These are really delicious, this is the first gluten free recipe that I created myself! They taste exactly like wheat containing gingersnap cookies. These are regulars on my Christmas cookie tray. When I first made them my family couldn't believe that they were gluten free.Plus they freeze really well!
- 1 1⁄2 cups butter
- 2 cups white sugar, plus some for rolling
- 1⁄2 cup molasses
- 2 eggs
- 1⁄2 cup tapioca flour
- 1 cup potato starch (NOT potato flour)
- 2 1⁄2 cups rice flour
- 1 1⁄2 teaspoons xanthan gum, plus
- 1⁄4 teaspoon xanthan gum
- 4 teaspoons baking soda
- 2 teaspoons cinnamon
- 1 teaspoon ginger
- 1 teaspoon clove
- In medium bowl, cream butter, sugar, molasses, and eggs.
- In large bowl combine dry ingredients;stir into butter mixture.
- Refrigerate for several hours.
- Preheat oven to 350°F.
- Scoop out dough, and shape into 1/2 inch balls.
- Roll into granulated sugar.
- Arrange at least 3 inches apart on a baking sheet. (They spread while baking).
- Bake for 5 to 8 minutes. (Baking less time will give you a chewy cookie; baking more will make them crisp).
- Cool on wire racks.
- If desired sprinkle with more granulated sugar.
This is a fabulous recipe!
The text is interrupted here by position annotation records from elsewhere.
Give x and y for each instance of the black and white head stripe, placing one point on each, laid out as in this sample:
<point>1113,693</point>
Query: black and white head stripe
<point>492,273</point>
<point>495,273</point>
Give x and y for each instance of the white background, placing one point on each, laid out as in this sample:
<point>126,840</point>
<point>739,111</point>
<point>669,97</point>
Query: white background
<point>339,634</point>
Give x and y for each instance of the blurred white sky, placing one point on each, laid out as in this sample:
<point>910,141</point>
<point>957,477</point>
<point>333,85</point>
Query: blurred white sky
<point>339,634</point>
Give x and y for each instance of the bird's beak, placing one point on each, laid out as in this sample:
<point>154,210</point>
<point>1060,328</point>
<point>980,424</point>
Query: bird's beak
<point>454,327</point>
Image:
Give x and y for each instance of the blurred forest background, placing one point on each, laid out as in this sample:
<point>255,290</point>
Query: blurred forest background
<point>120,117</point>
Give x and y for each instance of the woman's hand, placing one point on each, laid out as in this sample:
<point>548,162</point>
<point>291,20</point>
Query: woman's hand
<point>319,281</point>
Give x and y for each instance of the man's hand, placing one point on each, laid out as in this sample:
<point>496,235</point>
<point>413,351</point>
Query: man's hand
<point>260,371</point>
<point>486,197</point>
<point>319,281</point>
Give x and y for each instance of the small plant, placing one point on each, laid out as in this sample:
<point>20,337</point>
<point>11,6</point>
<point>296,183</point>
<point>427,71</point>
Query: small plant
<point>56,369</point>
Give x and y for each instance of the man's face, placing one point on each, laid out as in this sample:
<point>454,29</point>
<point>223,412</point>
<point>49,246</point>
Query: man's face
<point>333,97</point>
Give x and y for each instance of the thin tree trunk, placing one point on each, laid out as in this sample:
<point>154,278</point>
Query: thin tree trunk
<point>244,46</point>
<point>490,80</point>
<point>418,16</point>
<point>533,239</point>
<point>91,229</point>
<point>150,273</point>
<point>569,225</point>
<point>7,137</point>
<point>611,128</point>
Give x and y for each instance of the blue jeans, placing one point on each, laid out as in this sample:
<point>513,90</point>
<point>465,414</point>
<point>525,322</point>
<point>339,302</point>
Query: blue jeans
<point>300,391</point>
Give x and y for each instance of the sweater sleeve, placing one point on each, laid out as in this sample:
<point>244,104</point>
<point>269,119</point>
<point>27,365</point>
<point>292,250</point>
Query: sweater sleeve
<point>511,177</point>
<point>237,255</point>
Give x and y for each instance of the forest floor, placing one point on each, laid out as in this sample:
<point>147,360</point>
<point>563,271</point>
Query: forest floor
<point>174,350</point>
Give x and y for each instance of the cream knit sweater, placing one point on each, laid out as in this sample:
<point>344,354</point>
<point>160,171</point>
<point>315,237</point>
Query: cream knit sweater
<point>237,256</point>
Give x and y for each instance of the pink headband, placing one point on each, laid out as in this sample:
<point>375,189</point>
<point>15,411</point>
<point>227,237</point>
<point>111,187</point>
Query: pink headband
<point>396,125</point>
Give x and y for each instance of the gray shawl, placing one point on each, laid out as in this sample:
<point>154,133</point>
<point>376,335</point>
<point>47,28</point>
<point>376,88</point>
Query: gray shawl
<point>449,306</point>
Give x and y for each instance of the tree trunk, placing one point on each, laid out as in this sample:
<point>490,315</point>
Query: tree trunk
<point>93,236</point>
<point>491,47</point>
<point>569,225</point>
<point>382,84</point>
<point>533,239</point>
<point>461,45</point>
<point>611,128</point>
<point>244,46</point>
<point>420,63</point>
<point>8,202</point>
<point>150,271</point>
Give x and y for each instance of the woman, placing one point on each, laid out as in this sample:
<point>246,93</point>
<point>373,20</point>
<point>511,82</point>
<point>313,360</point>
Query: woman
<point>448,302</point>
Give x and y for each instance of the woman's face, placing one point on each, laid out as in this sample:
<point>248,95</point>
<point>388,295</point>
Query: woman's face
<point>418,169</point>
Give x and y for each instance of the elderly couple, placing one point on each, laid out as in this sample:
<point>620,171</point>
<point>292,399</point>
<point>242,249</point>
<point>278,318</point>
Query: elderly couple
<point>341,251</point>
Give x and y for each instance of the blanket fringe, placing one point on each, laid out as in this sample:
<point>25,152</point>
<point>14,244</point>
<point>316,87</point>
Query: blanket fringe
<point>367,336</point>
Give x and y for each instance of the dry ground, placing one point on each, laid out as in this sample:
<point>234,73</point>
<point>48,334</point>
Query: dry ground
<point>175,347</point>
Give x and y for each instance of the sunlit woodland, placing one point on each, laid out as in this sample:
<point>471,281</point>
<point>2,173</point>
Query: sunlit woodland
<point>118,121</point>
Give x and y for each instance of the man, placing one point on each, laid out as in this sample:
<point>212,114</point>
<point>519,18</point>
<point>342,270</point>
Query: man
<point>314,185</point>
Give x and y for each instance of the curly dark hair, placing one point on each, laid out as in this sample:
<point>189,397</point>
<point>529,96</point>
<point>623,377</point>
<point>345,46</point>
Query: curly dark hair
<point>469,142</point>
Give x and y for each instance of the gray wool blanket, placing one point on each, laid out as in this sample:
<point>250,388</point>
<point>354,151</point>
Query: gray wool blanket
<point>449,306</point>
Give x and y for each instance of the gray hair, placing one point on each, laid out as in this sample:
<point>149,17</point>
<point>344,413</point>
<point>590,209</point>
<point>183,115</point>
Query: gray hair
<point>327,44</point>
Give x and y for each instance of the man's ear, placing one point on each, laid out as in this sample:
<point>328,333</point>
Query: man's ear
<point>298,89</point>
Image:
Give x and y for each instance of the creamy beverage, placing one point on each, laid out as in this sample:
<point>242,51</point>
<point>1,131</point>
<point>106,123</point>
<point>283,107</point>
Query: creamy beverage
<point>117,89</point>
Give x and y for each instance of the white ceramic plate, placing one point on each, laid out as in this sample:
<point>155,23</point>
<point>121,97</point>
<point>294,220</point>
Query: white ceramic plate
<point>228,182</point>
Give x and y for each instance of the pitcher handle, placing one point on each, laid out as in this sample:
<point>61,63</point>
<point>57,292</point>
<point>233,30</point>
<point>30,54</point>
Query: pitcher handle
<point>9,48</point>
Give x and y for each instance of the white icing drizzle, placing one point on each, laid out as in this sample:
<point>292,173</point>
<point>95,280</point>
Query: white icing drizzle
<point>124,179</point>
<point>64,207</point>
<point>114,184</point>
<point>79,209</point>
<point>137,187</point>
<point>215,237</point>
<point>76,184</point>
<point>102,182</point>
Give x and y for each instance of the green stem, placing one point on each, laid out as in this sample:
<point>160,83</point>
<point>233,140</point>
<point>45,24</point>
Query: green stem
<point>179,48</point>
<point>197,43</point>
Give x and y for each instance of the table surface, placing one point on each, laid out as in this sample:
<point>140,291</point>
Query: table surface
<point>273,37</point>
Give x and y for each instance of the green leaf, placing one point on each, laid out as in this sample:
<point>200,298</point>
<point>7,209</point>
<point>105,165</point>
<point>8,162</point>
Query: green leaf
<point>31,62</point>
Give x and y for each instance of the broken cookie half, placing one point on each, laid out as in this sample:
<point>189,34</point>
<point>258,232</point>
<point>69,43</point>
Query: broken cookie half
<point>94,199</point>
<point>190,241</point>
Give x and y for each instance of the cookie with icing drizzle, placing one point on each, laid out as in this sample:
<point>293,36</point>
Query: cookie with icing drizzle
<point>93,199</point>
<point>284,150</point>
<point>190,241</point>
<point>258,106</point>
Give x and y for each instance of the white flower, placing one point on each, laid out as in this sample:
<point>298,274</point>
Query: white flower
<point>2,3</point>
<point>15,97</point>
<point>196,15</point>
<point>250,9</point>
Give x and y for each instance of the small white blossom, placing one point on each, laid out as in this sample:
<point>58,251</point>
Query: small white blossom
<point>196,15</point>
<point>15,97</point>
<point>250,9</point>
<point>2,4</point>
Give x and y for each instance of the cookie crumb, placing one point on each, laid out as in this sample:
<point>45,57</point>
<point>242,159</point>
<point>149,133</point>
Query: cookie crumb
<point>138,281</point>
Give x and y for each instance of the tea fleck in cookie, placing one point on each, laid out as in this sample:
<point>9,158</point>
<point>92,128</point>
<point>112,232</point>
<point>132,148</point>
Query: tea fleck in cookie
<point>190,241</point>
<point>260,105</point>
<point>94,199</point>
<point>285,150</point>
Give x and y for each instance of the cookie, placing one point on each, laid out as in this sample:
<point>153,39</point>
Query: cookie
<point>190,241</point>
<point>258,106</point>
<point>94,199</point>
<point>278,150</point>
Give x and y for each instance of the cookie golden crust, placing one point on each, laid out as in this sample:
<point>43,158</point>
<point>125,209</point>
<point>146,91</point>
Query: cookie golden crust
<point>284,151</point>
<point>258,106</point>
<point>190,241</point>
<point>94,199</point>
It makes a ton of dough; we actually made the cookies over several sessions because the dough would start melting after it had been out of the fridge for too long. These cookies went so wonderfully with sliced strawberries, we're thinking about converting the recipe into a sort ginger graham cracker-like crust.
The cookie tastes ok, but all I could taste was cloves no ginger. Definitely not what I wanted.
I've made these several times. I did cut the recipe in half and still had plenty of cookies for myself and to share with family. I used Thai rice flour for the rice flour, as it is ground finer. I found I didn't need to refrigerate the dough, but then my kitchen is always cool. These taste like "regular" gingersnaps, mine were thicker and chewy. Plus these freeze well.